Solidariedade e Excelência

Pioneira nos estudos com carbono, Mildred Dresselhaus, 17ª personalidade agraciada com o Doutor Honoris Causa da UFMG, demonstra especial interesse pelo desenvolvimento da ciência nos países subdesenvolvidos

Gabriella Praça

Centro de Microscopia - UFMG

Estrutura de nanotubo de carbono: pesquisas de Mildred Dresselhaus produziram grande impacto sobre a ciência de materiais

Estrutura de nanotubo de carbono: pesquisas de Mildred Dresselhaus produziram grande impacto sobre a ciência de materiais

Filha de imigrantes europeus que haviam se mudado para os Estados Unidos em busca de melhores condições de vida, Mildred Dresselhaus nasceu na Nova York abatida pela Grande Depressão. A pequena “Millie” – como é carinhosamente chamada pelos mais próximos – teve infância difícil, marcada por restrições econômicas, mas, desde cedo, já manifestava talento para driblar as adversidades e forte inclinação para os estudos.

“Ela conta que costumava ir à escola a pé e gastar em livros o dinheiro que ganhava para pagar as passagens de metrô”, revela o professor do Departamento de Física da UFMG Ado Jorio. Nascida em uma família com tradição musical, Millie se destacava ao violino, o que rendeu-lhe bolsa de estudos em uma boa escola da cidade. Esse seria o início da trajetória da cientista que, décadas depois, se tornaria uma das pesquisadoras mais respeitadas de seu tempo.

Millie é a 17ª personalidade – e primeira mulher – a receber o título de Doutor Honoris Causa da UFMG. A cerimônia de entrega será realizada nesta segunda-feira, às 17h, no auditório da Reitoria. Ela enveredou pela Física em meados do século passado, época em que apenas 2% da comunidade científica na área eram do sexo feminino. O título de PhD veio em 1958, pela Universidade de Chicago, com uma tese sobre supercondutividade. No início dos anos 60, começou a trabalhar no Laboratório Lincoln do Massachusetts Institute of Technology (MIT), que oferecia ambiente favorável para um jovem pesquisador construir sua carreira. Lá, desenvolveu estudos sobre efeitos magneto-ópticos em semimetais, que logo a levariam a investigar as propriedades eletrônicas do bismuto e do grafite – campo ao qual a cientista forneceria contribuições fundamentais. Em função dos resultados da pesquisa que desenvolveu no Laboratório entre 1960 e 1967, tornou-se professora visitante do departamento de Engenharia Elétrica do MIT, onde, mais tarde, seria a primeira mulher a ocupar um cargo permanente de docência. Hoje, é professora emérita do Instituto.

Desbravadora

“Millie começou a estudar o grafite quando as pessoas não se preocupavam com esse tipo de material; a maioria só se interessava por semicondutores e supercondutividade”, ressalta Ado Jorio, que conviveu com a professora nos anos 2000 e 2001, quando foi orientado por ela em seu curso de pós-doutorado, no MIT. Sua pesquisa teve impacto em todas as disciplinas relacionadas ao domínio da ciência de materiais, que engloba o estudo das nanoestruturas de carbono, como os fulerenos, os nanotubos e o grafeno.

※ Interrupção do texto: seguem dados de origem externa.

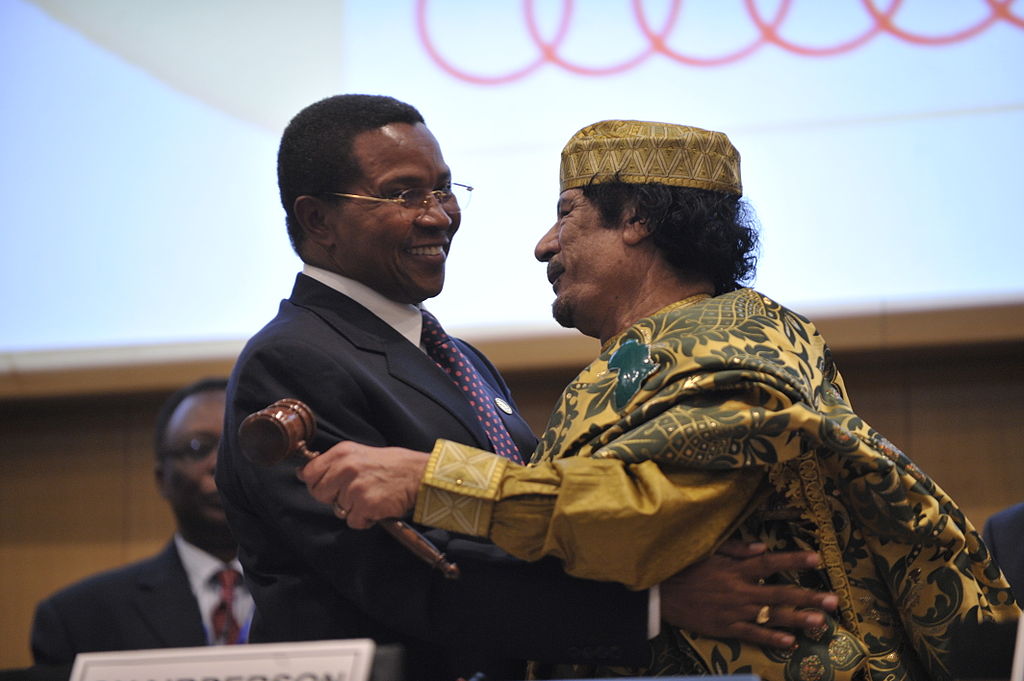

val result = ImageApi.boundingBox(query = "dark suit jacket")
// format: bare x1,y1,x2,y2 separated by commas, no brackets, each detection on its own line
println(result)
32,542,206,665
983,503,1024,603
217,274,647,681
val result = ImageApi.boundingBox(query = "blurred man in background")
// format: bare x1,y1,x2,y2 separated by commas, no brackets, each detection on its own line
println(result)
32,378,253,665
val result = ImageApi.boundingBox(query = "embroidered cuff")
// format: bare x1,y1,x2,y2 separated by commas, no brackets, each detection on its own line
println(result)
413,439,509,537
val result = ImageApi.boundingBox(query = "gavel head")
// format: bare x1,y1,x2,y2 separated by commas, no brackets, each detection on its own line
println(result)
239,399,316,466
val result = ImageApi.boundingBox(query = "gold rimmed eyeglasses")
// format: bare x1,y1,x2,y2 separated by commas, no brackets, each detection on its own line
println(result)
328,182,473,213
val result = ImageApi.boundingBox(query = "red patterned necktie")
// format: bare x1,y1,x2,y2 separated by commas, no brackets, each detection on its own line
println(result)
210,569,242,645
420,309,522,464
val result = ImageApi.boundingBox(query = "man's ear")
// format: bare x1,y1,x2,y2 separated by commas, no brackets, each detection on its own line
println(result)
153,459,169,499
623,213,650,246
292,195,334,248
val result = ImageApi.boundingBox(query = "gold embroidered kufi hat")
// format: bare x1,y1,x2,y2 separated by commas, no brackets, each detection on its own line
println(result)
558,121,743,196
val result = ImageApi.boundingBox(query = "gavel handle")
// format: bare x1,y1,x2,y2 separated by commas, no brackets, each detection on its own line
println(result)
377,518,460,580
296,441,460,580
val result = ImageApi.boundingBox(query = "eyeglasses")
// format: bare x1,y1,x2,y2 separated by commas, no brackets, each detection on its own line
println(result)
163,433,220,461
328,182,473,213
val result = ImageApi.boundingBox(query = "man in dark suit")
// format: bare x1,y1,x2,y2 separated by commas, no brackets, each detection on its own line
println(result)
217,95,839,681
982,503,1024,603
32,379,252,665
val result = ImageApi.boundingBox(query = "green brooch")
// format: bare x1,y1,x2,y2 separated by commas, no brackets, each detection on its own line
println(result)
608,338,658,411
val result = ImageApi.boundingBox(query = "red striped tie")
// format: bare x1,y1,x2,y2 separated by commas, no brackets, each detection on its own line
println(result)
420,309,522,464
210,569,242,645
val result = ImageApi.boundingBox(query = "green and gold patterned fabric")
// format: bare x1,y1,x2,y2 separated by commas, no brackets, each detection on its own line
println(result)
416,289,1020,681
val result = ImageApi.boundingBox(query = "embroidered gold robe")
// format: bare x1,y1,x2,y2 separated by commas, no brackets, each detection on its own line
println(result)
415,289,1020,681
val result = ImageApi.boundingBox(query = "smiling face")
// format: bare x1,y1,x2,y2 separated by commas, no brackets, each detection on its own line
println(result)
297,123,461,304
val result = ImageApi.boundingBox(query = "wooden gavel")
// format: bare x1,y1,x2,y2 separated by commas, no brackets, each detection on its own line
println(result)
239,398,459,580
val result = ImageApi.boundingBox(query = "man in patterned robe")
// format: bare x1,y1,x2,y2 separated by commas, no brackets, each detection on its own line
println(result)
303,121,1019,681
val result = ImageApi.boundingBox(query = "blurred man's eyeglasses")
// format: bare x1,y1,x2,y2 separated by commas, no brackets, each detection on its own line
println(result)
328,182,473,213
163,435,220,461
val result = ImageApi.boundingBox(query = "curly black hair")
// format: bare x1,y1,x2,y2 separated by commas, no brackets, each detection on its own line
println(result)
278,94,424,257
581,181,759,296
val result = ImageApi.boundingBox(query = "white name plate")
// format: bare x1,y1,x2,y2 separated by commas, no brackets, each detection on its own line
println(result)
69,639,376,681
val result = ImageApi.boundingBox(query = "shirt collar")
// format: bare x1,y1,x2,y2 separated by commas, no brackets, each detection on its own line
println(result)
302,263,432,347
174,534,244,594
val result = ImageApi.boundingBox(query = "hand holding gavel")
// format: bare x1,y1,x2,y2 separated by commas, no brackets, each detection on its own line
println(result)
239,399,459,580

Desde os anos 60, ela tem se destacado pela vasta e relevante produção científica na área. “Na comunidade envolvida em ciência de materiais costuma-se dizer que, se esse campo tem uma mãe, ela é a Millie”, revela Jorio. A cientista também tem dedicado sua carreira à investigação de termoelétricos, com ênfase nas relações entre as diferenças de temperatura e de potencial. Seu trabalho envolve a nanotecnologia, empregada tanto em baterias e outros sistemas relacionados à geração de energia, quanto no desenvolvimento de dispositivos que se caracterizem pelo menor gasto energético.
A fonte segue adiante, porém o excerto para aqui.